Unfortunately the complaints made by some respondents to the Financial Times have an all-too-familiar ring to those of us who work in employment law. Employees often spend a lot of time in each other’s company, or working closely together even if not in the same location. Occasionally one will feel an attraction that the other does not share.
Sometimes people put forward crude propositions (often under the guise of humour), sometimes romantic proposals suggesting they have long harboured intense feelings for the object of their affection. Some will send offensive images, jokes or links and others will follow another employee too closely, keeping track of that person’s whereabouts. Those inclined to the latter approach can now use calendars that have been shared at the insistence of the employer, or that cannot be blocked. Alternatively they can rely on the information available on social media.

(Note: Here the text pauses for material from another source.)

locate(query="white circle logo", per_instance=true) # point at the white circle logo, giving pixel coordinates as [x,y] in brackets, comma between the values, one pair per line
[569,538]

Comments on another’s appearance sent through Instagram or LinkedIn can form part of such harassment and a number of examples have attracted press attention and resulted in significant damage to careers. Platforms that allow people to share screens remotely, video-conferencing facilities, or any platform that allows employees to bully others (including anonymously) can all be misused.
Employers in the UK have a responsibility to protect their employees. Not doing so could lead to claims such as constructive dismissal, harassment and personal injury claims. Staff can even bring claims under the Protection from Harassment Act. Employers should not therefore rely only on the acceptable use policy of their preferred social media platform (assuming they have such a policy). They should ensure that the wording in their policies is extended, if necessary, to make it very clear that the following can all constitute misconduct:
- Harassing a colleague or work contact through social media (including by making inappropriate advances or being too persistent or 'creepy' in one’s attentions)
- Using company systems to harass or act inappropriately towards anyone who is unconnected to the employee’s role, including through social media platforms (whether professional or personal)
- Running the risk of bringing the organisation into disrepute by harassing or stalking a third party, even if that party is completely unconnected to the employee’s work and even if the conduct in question happens through the employee’s own devices.
Making employees aware of these risks should significantly reduce the danger to the employer. In practice this will usually mean not only setting them out in policies, but also providing the necessary training to ensure that the message has not been lost. It is all the more important for organisations to be leading on such issues in the current post-Weinstein climate. Victims of harassment are now much less likely to suffer in silence.